Coordinate regulation of M. tuberculosis cell envelope composition during symbiosis

2002 new Scholar Award in gid

Tuberculosis remains a major cause of mortality worldwide and new antimicrobials that would shorten TB chemotherapy are badly needed. Our laboratory studies the pathogenesis of infection with Mycobacterium tuberculosis (Mtb) through a multidisciplinary approach that includes bacterial genetics, lipid biochemistry, and immunology. The long-term goal of these studies is to identify and understand bacterial molecules essential for Mtb pathogenesis that would be attractive therapeutic targets.

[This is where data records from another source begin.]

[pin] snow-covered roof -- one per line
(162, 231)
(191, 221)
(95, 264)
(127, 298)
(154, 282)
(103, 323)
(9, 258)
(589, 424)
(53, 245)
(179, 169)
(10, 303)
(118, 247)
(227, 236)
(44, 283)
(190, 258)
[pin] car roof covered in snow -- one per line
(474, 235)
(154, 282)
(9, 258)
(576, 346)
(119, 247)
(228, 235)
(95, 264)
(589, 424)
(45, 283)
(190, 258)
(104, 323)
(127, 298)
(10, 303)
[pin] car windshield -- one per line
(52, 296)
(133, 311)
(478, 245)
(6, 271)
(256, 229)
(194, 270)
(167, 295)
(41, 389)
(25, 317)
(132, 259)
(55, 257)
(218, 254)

We are actively studying the relationship between Mtb pathogenesis and the chemical structure of the mycobacterial cell envelope. While the chemical structures of many cell envelope molecules have been defined in exquisite detail, their role in pathogenesis has been unclear. To understand the role of these unique chemical entities in pathogenesis of Mtb infection we have generated defined mutants of Mtb that lack specific compounds in the cell envelope. Specifically, we are examining the biosynthesis, pathogenetic role, and pathogenic function of the cyclopropane modification of mycolic acids, the major lipid in the Mtb cell envelope. We have found that perturbation of the cyclopropane content of the Mtb cell envelope through genetic deletion of individual cyclopropane synthetase genes alters the symbiotic behavior of Mtb in mouse models of bacterial persistence. These cyclopropane synthetase mutants invoke distinct inflammatory histopathology, suggesting a role for individual cyclopropyl residues on mycolic acids in modulating the host immune response. These studies suggest that the chemical diversity generated by the modification of mycolic acids with cyclopropyl groups is important for host-pathogen interactions. Through future analysis of Mtb mutants defective in cell envelope structures, we hope to understand how Mtb uses the chemical diversity of its cell envelope to modulate host-pathogen interactions to achieve microbial persistence. These studies may reveal novel targets for Mtb chemotherapy and may lead to fundamental insights into host recognition of mycobacterial lipid effector molecules.

Researchers
Michael S. Glickman M.D.
Memorial Sloan Kettering Cancer Center

The New Scholars Award in Global Infectious Diseases to Michael Glickman has funded several major advances in our understanding of M. tuberculosis infection. M. tuberculosis infection causes the disease Tuberculosis and is the world’s most common infection. Work funded under this award has identified important mechanisms by which TB causes infection. Namely, that the lipid coating of the outer surface of the bacterium controls the host immune response in such a way as to facilitate infection. In addition, this award has identified a mechanism (regulated intramembrane proteolysis) by which TB controls the composition of the outer surface of its cell wall and shown that this control mechanism is necessary for TB to cause infection of mice. Finally, this award identified a new DNA repair pathway of mycobacteria, Non Homologous End Joining. In summary, the funding from The Ellison Medical Foundation has been critical at an early stage of Dr. Glickman’s career and has facilitated the discoveries noted above.